Cameron 82
Jamie Cameron
When we fall asleep
After Michael Donaghy
we share, without knowing,
the same dream.
In it clouds clear
beneath our feet to reveal
a town’s set geometries,
the same motifs repeating
all the way to the sea,
where a group of islands
stretches out like the small bones
of the hands and feet.
We hang there for hours,
looking down on the barren
tops of buildings, green space,
gridlock, bridges.
And maybe it is this
analogue silence —
the hush of your nervous system
like something tuning in,
the white noise
of each other’s breathing —
that brings to mind
each private dread
and secret hurt.
It might not even be yours.
Or do I just imagine
you said that?
When we wake I press
my ear against your chest —
a prisoner at a wall — to hear
one beat. No. Two beats fall.
Jamie Cameron was born in Swansea, Wales and grew up in the East Midlands. His poetry has been published in journals including Anthropocene, Wet Grain, The High Window and Broken Sleep’s Masculinity: An Anthology of Modern Voices. He is the Managing Editor of The London Magazine.

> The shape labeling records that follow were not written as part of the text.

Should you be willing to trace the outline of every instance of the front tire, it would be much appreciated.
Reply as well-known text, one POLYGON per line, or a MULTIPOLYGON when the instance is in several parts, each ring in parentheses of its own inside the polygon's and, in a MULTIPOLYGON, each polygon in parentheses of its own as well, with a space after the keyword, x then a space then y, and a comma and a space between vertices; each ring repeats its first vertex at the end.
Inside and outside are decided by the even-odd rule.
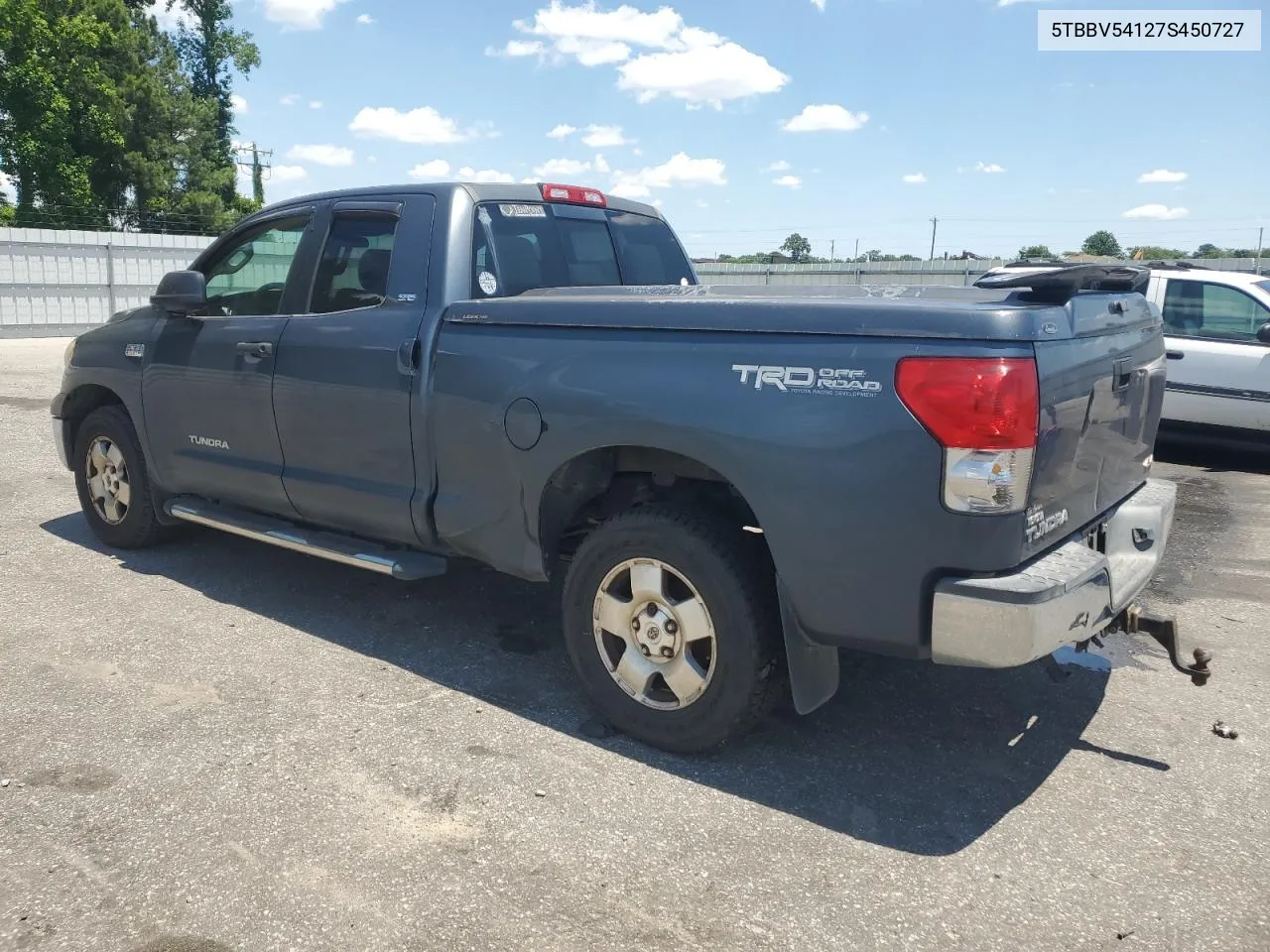
POLYGON ((161 541, 150 475, 132 418, 102 406, 75 435, 75 489, 93 534, 112 548, 145 548, 161 541))
POLYGON ((723 519, 645 506, 603 523, 574 553, 564 625, 603 717, 663 750, 719 746, 785 691, 771 564, 723 519))

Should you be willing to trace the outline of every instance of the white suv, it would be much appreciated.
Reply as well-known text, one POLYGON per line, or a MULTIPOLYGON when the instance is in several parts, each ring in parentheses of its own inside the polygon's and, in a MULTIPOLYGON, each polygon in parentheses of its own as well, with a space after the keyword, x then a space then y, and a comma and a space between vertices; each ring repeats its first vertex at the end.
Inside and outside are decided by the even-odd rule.
POLYGON ((1270 279, 1194 265, 1151 267, 1165 317, 1163 423, 1209 437, 1270 433, 1270 279))

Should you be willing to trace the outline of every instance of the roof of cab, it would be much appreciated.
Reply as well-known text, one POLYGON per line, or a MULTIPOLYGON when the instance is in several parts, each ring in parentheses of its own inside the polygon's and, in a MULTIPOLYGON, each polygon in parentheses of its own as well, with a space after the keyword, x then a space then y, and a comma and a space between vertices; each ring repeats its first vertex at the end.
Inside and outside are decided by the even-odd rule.
MULTIPOLYGON (((262 212, 271 212, 278 208, 291 208, 307 202, 321 202, 340 198, 395 198, 398 195, 411 194, 453 194, 458 190, 466 192, 474 202, 541 202, 542 188, 540 183, 479 183, 479 182, 414 182, 408 185, 366 185, 363 188, 345 188, 335 192, 312 192, 306 195, 296 195, 282 202, 262 208, 262 212)), ((602 189, 599 189, 602 192, 602 189)), ((632 212, 646 215, 653 218, 662 218, 662 212, 654 206, 644 202, 632 202, 629 198, 618 198, 603 192, 608 208, 618 212, 632 212)))

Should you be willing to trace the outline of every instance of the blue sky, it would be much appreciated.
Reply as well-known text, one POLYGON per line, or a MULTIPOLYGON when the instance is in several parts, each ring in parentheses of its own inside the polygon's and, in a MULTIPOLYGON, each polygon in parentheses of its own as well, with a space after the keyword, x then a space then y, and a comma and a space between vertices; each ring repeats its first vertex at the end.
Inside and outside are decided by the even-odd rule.
POLYGON ((237 86, 239 138, 274 151, 271 199, 597 185, 659 202, 693 255, 791 231, 822 255, 857 239, 925 255, 932 216, 940 254, 1062 251, 1100 227, 1255 246, 1267 53, 1038 52, 1038 9, 1064 5, 1205 6, 237 0, 263 60, 237 86))

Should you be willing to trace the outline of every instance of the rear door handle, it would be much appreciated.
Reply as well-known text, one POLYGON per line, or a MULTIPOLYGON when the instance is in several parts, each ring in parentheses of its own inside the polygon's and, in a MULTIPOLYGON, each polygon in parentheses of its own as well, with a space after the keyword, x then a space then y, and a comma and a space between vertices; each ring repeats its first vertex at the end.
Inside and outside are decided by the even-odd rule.
POLYGON ((234 349, 248 358, 260 359, 273 353, 273 344, 268 340, 240 340, 234 349))

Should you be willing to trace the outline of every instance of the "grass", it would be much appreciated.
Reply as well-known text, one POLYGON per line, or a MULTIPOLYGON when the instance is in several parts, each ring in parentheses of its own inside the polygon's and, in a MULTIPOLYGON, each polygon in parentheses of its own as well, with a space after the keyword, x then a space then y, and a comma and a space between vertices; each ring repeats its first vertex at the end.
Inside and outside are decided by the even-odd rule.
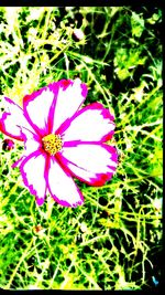
POLYGON ((35 204, 0 158, 0 287, 4 289, 154 289, 162 282, 162 11, 132 7, 0 8, 0 95, 25 94, 79 76, 85 104, 116 117, 110 145, 119 165, 101 188, 78 180, 85 197, 70 209, 47 196, 35 204), (12 13, 12 18, 10 17, 12 13), (74 36, 74 28, 85 36, 74 36))

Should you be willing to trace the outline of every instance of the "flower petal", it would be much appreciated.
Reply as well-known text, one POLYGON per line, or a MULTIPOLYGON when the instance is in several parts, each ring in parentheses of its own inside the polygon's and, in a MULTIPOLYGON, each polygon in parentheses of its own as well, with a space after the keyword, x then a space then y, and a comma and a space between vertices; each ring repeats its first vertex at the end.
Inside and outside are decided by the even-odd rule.
POLYGON ((32 129, 24 117, 23 109, 8 97, 4 97, 4 101, 8 112, 4 112, 0 118, 0 130, 12 138, 23 140, 20 126, 32 129))
POLYGON ((61 129, 64 143, 70 140, 98 141, 109 140, 114 130, 113 116, 100 103, 94 103, 78 110, 61 129))
POLYGON ((105 144, 79 144, 63 147, 58 152, 58 160, 78 179, 99 187, 113 176, 118 155, 116 148, 105 144))
POLYGON ((43 204, 46 196, 45 169, 46 156, 41 151, 29 155, 20 165, 24 185, 36 197, 36 203, 43 204))
POLYGON ((24 139, 24 156, 29 156, 35 150, 42 149, 42 141, 37 134, 30 131, 26 128, 21 128, 24 139))
POLYGON ((87 96, 87 86, 79 78, 75 81, 62 80, 58 85, 53 133, 77 112, 87 96))
POLYGON ((36 150, 42 150, 41 139, 36 134, 30 131, 26 128, 21 128, 21 131, 22 131, 22 138, 24 140, 24 151, 22 157, 14 164, 12 164, 12 168, 20 167, 23 159, 26 156, 31 155, 32 152, 36 150))
POLYGON ((63 170, 54 157, 50 160, 47 187, 55 201, 62 206, 77 207, 84 202, 84 197, 73 178, 63 170))
POLYGON ((42 136, 52 133, 54 108, 58 93, 58 83, 50 84, 23 98, 26 119, 42 136))

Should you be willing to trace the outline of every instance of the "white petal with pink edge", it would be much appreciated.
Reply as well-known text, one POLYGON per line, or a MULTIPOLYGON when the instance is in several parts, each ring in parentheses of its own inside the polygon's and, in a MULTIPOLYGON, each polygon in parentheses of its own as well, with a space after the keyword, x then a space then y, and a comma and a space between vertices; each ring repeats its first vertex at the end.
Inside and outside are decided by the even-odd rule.
POLYGON ((22 137, 24 139, 24 156, 29 156, 33 151, 42 148, 41 138, 37 134, 30 131, 26 128, 21 128, 22 137))
POLYGON ((33 128, 42 136, 52 133, 56 83, 26 95, 23 98, 24 114, 33 128))
POLYGON ((4 97, 4 108, 7 112, 0 118, 0 130, 12 138, 23 140, 20 127, 33 130, 24 117, 23 109, 8 97, 4 97))
POLYGON ((55 106, 53 133, 77 112, 87 96, 87 86, 79 78, 75 81, 62 80, 58 85, 59 92, 55 106))
POLYGON ((24 140, 24 151, 22 157, 12 165, 12 168, 19 167, 26 156, 42 149, 41 139, 37 134, 34 134, 24 127, 21 128, 21 131, 24 140))
POLYGON ((47 187, 55 201, 62 206, 77 207, 84 202, 84 197, 70 175, 53 157, 50 160, 47 187))
POLYGON ((61 130, 64 141, 107 141, 114 130, 113 116, 100 103, 84 107, 72 118, 66 130, 61 130))
POLYGON ((46 156, 40 151, 29 155, 20 165, 24 185, 36 197, 38 206, 43 204, 46 196, 45 169, 46 156))
POLYGON ((58 158, 74 176, 91 186, 103 186, 110 180, 118 161, 116 148, 103 144, 64 147, 58 158))

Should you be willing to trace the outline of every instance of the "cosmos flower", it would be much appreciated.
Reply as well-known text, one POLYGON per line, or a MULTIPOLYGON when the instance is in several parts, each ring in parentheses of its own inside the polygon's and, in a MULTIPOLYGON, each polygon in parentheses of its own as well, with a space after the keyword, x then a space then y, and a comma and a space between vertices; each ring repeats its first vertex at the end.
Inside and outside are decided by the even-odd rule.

Jamie wrote the following about his poem:
Like many poets, I have a tendency to become obsessed. Over the past ten years, I’ve continually read and re-read everything Michael Donaghy wrote. This poem takes two of his lines and reworks them into something new. Inevitably, it contains some of his signature obsessions—dreams, white noise, analogue technology—but I hope the alchemical payoff is my own.